The new threshold for review for proposed foreign direct acquisitions of Canadian companies involved in uranium production activities is $600 million in "enterprise value" for investments made in the first two years after entry into force of the amendments increasing progressively to $1 billion by 2013 and thereafter increasing under a formula contained in the Act.

A second major change to the Act is the introduction of provisions in Part IV.1 regarding "investments injurious to national security" which has been somewhat controversial in Canada owing to their vague nature. In particular, the phrase "injurious to national security" is not defined in the Act and the Canadian Government has not indicated its intention to pass any regulations or issue policy guidelines to clarify the legislative intent. This is in marked contrast to the situation in the United States where extensive written guidance on the nature and scope of US national security reviews of foreign investment is readily available.
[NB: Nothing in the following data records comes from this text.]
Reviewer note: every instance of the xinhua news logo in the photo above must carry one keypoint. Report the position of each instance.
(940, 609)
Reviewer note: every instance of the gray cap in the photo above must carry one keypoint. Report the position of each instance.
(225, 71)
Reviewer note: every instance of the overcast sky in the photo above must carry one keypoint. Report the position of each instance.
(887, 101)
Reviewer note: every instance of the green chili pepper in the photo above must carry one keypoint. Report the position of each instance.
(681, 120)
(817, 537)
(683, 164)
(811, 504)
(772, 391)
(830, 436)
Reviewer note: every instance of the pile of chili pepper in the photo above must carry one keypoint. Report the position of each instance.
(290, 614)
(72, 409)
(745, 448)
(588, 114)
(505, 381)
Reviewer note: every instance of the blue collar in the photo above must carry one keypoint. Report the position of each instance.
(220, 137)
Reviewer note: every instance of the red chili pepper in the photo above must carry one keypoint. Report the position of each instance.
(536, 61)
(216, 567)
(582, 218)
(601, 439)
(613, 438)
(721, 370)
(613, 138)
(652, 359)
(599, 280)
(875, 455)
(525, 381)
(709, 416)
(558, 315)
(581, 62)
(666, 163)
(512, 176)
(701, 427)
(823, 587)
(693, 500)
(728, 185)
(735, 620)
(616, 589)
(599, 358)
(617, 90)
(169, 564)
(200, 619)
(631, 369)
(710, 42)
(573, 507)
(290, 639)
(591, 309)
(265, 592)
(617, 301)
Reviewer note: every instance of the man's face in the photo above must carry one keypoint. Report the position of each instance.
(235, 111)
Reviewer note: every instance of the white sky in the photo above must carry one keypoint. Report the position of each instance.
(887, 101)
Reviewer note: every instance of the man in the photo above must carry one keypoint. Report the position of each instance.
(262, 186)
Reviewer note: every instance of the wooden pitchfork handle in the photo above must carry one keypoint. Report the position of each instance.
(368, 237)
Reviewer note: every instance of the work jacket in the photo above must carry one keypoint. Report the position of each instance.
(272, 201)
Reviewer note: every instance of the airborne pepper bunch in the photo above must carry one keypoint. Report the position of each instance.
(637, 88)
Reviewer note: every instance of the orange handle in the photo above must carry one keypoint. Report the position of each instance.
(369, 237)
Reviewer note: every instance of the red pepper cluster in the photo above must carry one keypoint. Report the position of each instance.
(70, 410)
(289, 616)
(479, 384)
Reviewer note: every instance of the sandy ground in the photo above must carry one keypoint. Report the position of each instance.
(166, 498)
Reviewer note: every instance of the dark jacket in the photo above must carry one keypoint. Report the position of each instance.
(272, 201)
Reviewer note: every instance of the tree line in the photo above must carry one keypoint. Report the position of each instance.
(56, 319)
Another somewhat controversial feature of the new national security-related screening provision is its application to a number of investment categories that hitherto had been exempt from review. Examples of this include operating farms. From a foreign perspective, the good news is that the Canadian government has indicated that it intends to use the national security provisions sparingly. However, the lack of precise legislative or other definitions of the scope of the concept and the government's intentions in applying legislation has left a number of foreign investors somewhat confused.